How to Take Apart a Battery Clock Movement
Yesterday when I told you about my thrifted mantel clock makeover, I mentioned that I disassembled the "clock part" so that I could sand and paint the clock, and I thought that you might be interested in exactly how I did that.
So, technically, the part of the clock that makes it go is called the "movement" (here's a Wikipedia article about clock movements). The other parts are the face (the part you look at to read the time) and the case (the part that holds it all).
This particular clock was made with a battery operated movement. Basically you can turn just about anything into a clock if you can attach one of these battery movements to it. They're not too expensive, either. Here's an Amazon link that shows a variety of battery clock movements.

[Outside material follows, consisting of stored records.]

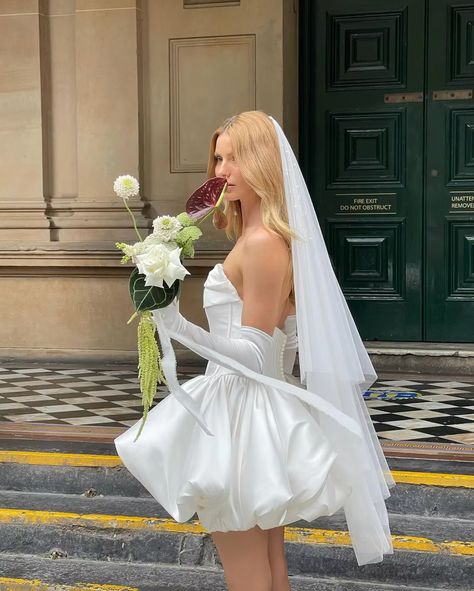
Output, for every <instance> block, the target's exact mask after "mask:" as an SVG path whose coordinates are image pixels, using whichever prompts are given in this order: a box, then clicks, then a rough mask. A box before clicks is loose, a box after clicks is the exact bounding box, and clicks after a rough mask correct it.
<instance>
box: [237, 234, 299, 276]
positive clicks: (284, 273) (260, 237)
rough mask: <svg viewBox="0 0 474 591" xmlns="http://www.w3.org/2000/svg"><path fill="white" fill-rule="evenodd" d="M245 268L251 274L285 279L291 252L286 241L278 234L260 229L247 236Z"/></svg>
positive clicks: (246, 240) (244, 246)
mask: <svg viewBox="0 0 474 591" xmlns="http://www.w3.org/2000/svg"><path fill="white" fill-rule="evenodd" d="M243 254H244V268H245V269H246V270H247V272H250V273H251V274H260V273H263V275H266V276H268V275H273V276H275V275H276V276H281V277H283V276H284V275H285V273H286V270H287V268H288V263H289V260H290V252H289V249H288V246H287V244H286V243H285V240H284V239H283V238H282V237H281V236H280V235H279V234H277V233H276V232H272V231H271V230H267V229H266V228H261V229H260V228H259V229H257V230H255V232H252V233H251V234H249V236H247V238H246V241H245V246H244V249H243Z"/></svg>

So, the way I could tell this clock had one of those was by looking at the back:
See the battery case thing back there?
Then on the front you can see the hands are interspersed with a bunch of nuts and washers.
The first thing to do is pull off the second hand. It just pulls right off.
Next there's a little nut that's holding on the hour and minute hands. You can get it off with needle-nose pliers.
There it is! Make sure to keep that and all the other little parts in a container (preferably with a lid) so you won't lose them.
With the nut off, you can just pull the hour and minute hands right off.
There they are!
Definitely put those in the container, too.
Under those is the last little nut and washer, which hold the battery case in the clock.
Use needle-nose pliers again to get that off.
There it is! Another tiny piece for your container of parts.
And with that, the battery case from the movement will come right out. There it is:
That's it! Now you can sand, paint, or refinish your clock any way you want to!
Fun, huh? This was the first time I had done a makeover project on a clock. I would love to do another one. I'm thinking decoupage, maybe. Anyone?
What about you? Have you ever made or made over a clock?